Considering the previous observation that high-quality solution NMR spectra of the related protein OmpX in Fos-10 micelles could be obtained only for a narrow range of detergent concentrations (Stanczak et al. 2009), we investigated the NMR spectra at variable 30-Fos concentrations (Fig. 1d). At 1 mM OmpW concentration the pattern of cross-peaks in 2D [15N,1H]-TROSY spectra was found to be unchanged for 30-Fos concentrations in the range 120 to 600 mM, documenting the structural integrity of the OmpX/30-Fos micelles over this concentration range. However, optimal line widths and peak heights of the 15N–1H signals were observed only for 30-Fos concentrations between about 160 and 230 mM (Fig. 1D).

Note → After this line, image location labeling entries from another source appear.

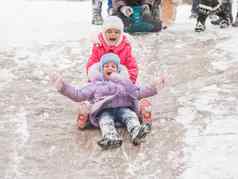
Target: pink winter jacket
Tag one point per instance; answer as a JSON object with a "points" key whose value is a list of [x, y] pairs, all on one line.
{"points": [[123, 50]]}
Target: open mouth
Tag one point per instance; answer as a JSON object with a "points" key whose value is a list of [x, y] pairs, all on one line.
{"points": [[113, 39]]}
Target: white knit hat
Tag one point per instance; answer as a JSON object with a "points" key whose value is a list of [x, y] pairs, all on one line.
{"points": [[112, 22]]}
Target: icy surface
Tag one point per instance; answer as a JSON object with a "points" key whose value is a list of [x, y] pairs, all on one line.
{"points": [[195, 117]]}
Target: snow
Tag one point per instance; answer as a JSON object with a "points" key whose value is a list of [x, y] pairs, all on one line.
{"points": [[211, 147]]}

Additional measurements of translational and rotational diffusion rates (Horst et al. 2012; experimental details are given in the Materials and Methods section) showed that the diffusion coefficients Dt and Dr for the OmpW/30-Fos mixed micelles decrease at higher detergent concentrations (Table 1). The monotonous dependence of Dt and Dr on the 30-Fos concentration was used to extrapolate for diffusion coefficients at infinite dilution, Dt,0 and Dr,0, and from these to calculate the hydrodynamic radius, Rh,0 (Stanczak et al. 2009). The resulting Rh,0 values of about 30 Å correspond to an effective rotational correlation time at infinite dilution, τc, of 27 ns. Comparison of the Rh values at different detergent concentrations (Table 1) shows that the hydrodynamic radius of OmpW/30-Fos mixed micelles remains unchanged at 30 ± 1 Å at variable detergent concentrations above about 160 mM. Similar to earlier studies with OmpX reconstituted in Fos-10 micelles (Stanczak et al. 2009), these data document the presence of a homogeneous population of OmpW/30-Fos micelles over a wide range of detergent concentrations. The deterioration of the NMR spectra at 30-Fos concentrations above 230 mM (Fig. 1d) can therefore be traced to increased micro-viscosity due to the higher content of protein-free 30-Fos micelles.

Table 1
Translational and rotational diffusion coefficients, Dt and Dr, respectively and the hydrodynamic radius, Rh, of 1 mM OmpW at variable 30-Fos concentrations.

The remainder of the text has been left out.